Don't underestimate it. The VIC-20 has a passionate community, and its constraints make programming it a genuine puzzle worth solving.

Languages in the IDE

Language Use for
Commodore BASIC V2 Quick experiments, small programs
CC65 C Structured programs with cc65's VIC-20 target

Hardware overview

CPU — MOS 6502A at 1.108 MHz

Essentially the same 6502 as the C64, running slightly faster. The same assembly instructions work on both — but the hardware around it is completely different.

VIC chip — Video

The MOS 6560/6561 (the "VIC" chip the machine is named after) is simpler than the C64's VIC-II:

  • Text mode: 22 columns × 23 rows of characters (not 40×25)
  • Graphics mode: accessible via the VIC chip's registers
  • Colour: 8 colours + 8 bright variants for foreground; 8 for background
  • No hardware sprites — sprites must be software-drawn
  • Sound: 3 square wave channels + 1 noise channel (built into the VIC chip)

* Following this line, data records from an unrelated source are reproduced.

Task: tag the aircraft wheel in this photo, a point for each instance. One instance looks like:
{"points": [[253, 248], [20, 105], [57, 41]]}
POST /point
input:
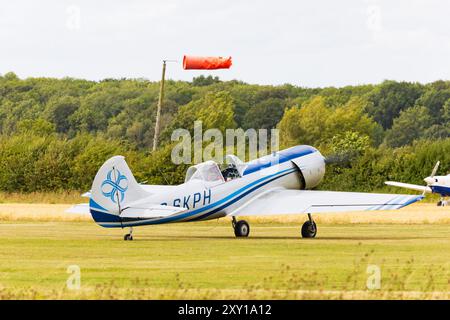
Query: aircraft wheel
{"points": [[241, 229], [309, 229], [128, 237]]}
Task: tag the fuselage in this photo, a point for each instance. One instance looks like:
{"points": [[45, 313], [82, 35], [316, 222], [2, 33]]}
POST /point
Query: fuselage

Key VIC registers at $9000–$900F:

Address Register
$9000 Interlace, screen origin X
$9001 Screen origin Y
$9002 Video columns (bits 0–6), screen memory bit 8 (bit 7)
$9003 Video rows (bits 1–6), double height (bit 0)
$9005 Screen and charset memory address
$900E Auxiliary colour and sound volume
$900F Screen colour and border colour

RAM — the tight part

Unexpanded VIC-20: only 5 KB of RAM total, of which BASIC gets about 3.5 KB after system overhead.

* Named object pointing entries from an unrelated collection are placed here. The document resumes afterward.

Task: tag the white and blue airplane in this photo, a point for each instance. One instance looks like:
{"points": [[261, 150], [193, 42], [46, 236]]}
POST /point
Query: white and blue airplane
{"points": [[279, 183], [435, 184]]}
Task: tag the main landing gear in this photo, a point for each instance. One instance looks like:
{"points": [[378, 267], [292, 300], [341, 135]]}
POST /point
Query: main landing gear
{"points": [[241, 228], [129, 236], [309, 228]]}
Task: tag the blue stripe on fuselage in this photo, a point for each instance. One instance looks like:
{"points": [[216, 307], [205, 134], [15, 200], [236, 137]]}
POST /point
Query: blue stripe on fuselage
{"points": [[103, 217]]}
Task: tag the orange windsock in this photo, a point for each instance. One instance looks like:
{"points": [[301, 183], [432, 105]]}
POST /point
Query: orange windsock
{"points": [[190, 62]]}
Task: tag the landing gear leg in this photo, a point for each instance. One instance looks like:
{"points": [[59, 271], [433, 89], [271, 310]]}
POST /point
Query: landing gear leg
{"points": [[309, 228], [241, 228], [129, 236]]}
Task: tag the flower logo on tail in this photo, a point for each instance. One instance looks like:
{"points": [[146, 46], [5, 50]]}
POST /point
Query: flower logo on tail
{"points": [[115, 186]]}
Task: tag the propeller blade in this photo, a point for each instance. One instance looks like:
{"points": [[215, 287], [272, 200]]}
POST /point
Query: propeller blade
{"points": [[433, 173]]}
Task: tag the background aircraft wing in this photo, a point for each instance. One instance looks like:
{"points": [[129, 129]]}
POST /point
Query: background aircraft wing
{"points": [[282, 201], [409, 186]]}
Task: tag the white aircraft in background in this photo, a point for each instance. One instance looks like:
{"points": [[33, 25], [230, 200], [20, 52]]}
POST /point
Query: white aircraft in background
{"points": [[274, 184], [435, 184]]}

That sounds brutal, but people have written impressive games in 3.5 KB. With memory expansion:

Expansion Free BASIC RAM
None ~3.5 KB
3K expansion ~6.5 KB
8K expansion ~11.5 KB
16K+ expansion ~27+ KB

The IDE emulates the unexpanded machine by default. Check your preset's settings if you need expansion RAM.

Memory map (unexpanded)

Range Contents
$0000–$00FF Zero page
$0100–$01FF Stack
$0200–$03FF System workspace
$0400–$07FF Unmapped (colour RAM mirrors here)
$1000–$1DFF User RAM (main BASIC area, ~3.5 KB)
$1E00–$1FFF Screen character RAM (22×23)
$8000–$8FFF Character ROM
$9000–$93FF VIC chip registers
$9400–$97FF Colour RAM
$A000–$BFFF BASIC ROM
$C000–$FFFF Kernal ROM

Notice that the user RAM starts at $1000 — not $0800 like the C64. And the screen is at $1E00, not $0400.

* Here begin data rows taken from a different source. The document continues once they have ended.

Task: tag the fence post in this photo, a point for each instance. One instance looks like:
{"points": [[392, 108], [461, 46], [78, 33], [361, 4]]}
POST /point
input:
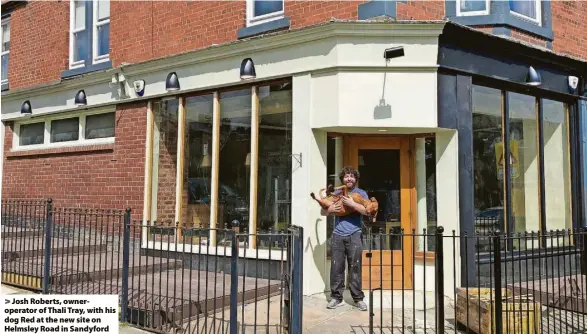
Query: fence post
{"points": [[125, 264], [234, 285], [497, 279], [439, 259], [583, 238], [47, 253], [296, 280]]}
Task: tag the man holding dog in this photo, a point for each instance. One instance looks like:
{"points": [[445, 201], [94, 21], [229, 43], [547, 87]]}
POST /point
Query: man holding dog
{"points": [[347, 243]]}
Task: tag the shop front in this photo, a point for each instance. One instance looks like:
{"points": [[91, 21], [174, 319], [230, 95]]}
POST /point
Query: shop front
{"points": [[417, 107]]}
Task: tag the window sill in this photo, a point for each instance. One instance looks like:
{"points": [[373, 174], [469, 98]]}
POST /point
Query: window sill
{"points": [[377, 8], [60, 150], [507, 20], [86, 69], [282, 23]]}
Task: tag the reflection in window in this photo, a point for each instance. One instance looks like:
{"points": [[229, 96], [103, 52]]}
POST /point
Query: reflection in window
{"points": [[32, 134], [556, 165], [488, 172], [198, 165], [426, 191], [234, 159], [275, 161], [264, 7], [165, 160], [527, 8], [64, 130], [524, 163]]}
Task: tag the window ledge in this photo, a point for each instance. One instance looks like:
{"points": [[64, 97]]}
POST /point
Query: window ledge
{"points": [[60, 150], [86, 69], [282, 23], [504, 18]]}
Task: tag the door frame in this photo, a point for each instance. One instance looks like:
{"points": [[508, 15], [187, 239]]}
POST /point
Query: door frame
{"points": [[405, 144]]}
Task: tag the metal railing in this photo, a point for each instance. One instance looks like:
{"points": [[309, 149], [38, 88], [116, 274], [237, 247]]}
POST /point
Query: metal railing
{"points": [[167, 275], [520, 283]]}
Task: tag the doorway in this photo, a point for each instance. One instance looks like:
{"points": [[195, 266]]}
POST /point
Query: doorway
{"points": [[386, 174]]}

Screen differences from C64

Feature C64 VIC-20
Character columns 40 22
Character rows 25 23
Screen RAM $0400 $1E00
Colour RAM $D800 $9400
Border/bg colour $D020/$D021 $900F (combined byte)

The border and background colour share one register on the VIC-20:

POKE 36879, 27   : REM BORDER=WHITE (high nibble), BG=BLUE (low nibble)
                 : REM High nibble 0-7 + bright: 8*bright + colour

The combined byte format: bits 7–4 = border colour, bits 3–0 = background colour.

Writing to the screen

With only 22 columns, the calculation changes:

RO% = 5 : CO% = 3
POKE 7680 + RO%*22 + CO%, 65    : REM 7680 = screen RAM base ($1E00)
POKE 38400 + RO%*22 + CO%, 7    : REM 38400 = colour RAM base ($9600)

Wait — the colour RAM base address ($9600 = 38400) is different from most references. The VIC-20's colour RAM is at $9400, but the accessible colour RAM for the default screen position starts at $9600. Always verify with your specific memory configuration.

Sound

The VIC chip includes a simple sound section: 3 square-wave channels and 1 noise channel. Volume is controlled by the low nibble of $900E.

10 POKE 36878, 15   : REM MAX VOLUME ($900E bits 0-3)
20 POKE 36876, 200  : REM VOICE 3 FREQUENCY (high freq channel)
30 FOR I=1 TO 500 : NEXT
40 POKE 36876, 0    : REM VOICE 3 OFF

The VIC chip's sound is much simpler than the C64's SID — but it has its own charm.

Programming tips for the VIC-20

Save every byte — with 3.5 KB, every REM statement costs memory. Delete them from finished programs (not while developing, though!).

Use short variable names — in Commodore BASIC V2, only the first two characters of a variable name matter anyway. S% not SCORE%.

Use integer variables everywhere% variables use 2 bytes; float variables use 7 bytes. On a 3.5 KB machine, the difference matters.

Watch the column count — 22 columns means printing calculations are different. TAB(23) wraps to the next line.

Expansion RAM opens the machine up — if you can emulate or use an 8K expansion cart, the VIC-20 becomes far more capable.